The nitrate region extends along the narrow desert coast of the Pacific for three hundred and fifty miles. Peru owned the northern one hundred and fifty, and prior to 1866 Bolivia claimed the remainder. After the discovery of the precious mineral the industrious and energetic Chileans crowded up the coast, while the Bolivians were shut in behind their high Andes. Chile insisted that her true boundary lay as far north as the 23d degree, and took vigorous measures to safeguard the interests of the Chilean nitrate companies. In 1866 Bolivia reluctantly made a treaty by which the 24th degree was agreed upon as the formal boundary, although the Chilean miners were allowed to continue their operations in the productive regions north of that line and their taxes were not to be increased without their government's consent. This treaty gave rise to constant disputes, and as the nitrate, silver, and copper business of the neutral zone became more profitable, the Bolivian government pressed harder for a larger revenue. The Peruvian government had planned to secure a control of the output by the state purchase and operation of nitrate properties, and such a trust would prove ineffective unless the Bolivian government had a free hand with the Chilean companies. In 1872 Peru and Bolivia made a secret treaty of alliance. Its provisions soon became public, and Chile not unreasonably believed it to be aimed especially at her miners' operating on Bolivian soil. She promptly began purchasing iron-clads. It was a favourite saying of old Marshal Castilla that when Chile bought a battle-ship Peru should buy two, but the Lima government was too poor to follow the good advice, and the fatal year of 1879 found her naval force inferior to that of her rival.

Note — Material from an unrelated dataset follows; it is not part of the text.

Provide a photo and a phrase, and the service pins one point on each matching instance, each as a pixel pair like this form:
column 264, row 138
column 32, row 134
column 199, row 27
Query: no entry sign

At this juncture the Bolivian congress voted not to ratify a treaty negotiated with Chile four years before, and pa.s.sed a law imposing heavy taxes on the nitrate business. The Chilean companies protested and resisted; their government backed them up, and sent a fleet to protect their interests. Enraged at the seizure of her ports, Bolivia declared war in March, 1879. Peru could not be expected to remain quiet. Not only was she bound by the solemn agreement of the treaty of alliance, but she had an imperative selfish interest in preventing the disputed nitrate territory from falling into Chile's hands. She began to gather an army on the southern frontier, but she was illy prepared for war and Chile knew it. Her offers of arbitration were promptly rejected; the Chilean government had determined to strike both allies at the same time, and presented an ultimatum, demanding that Peru abrogate the secret treaty, cease warlike preparations, and remain neutral in the war with Bolivia.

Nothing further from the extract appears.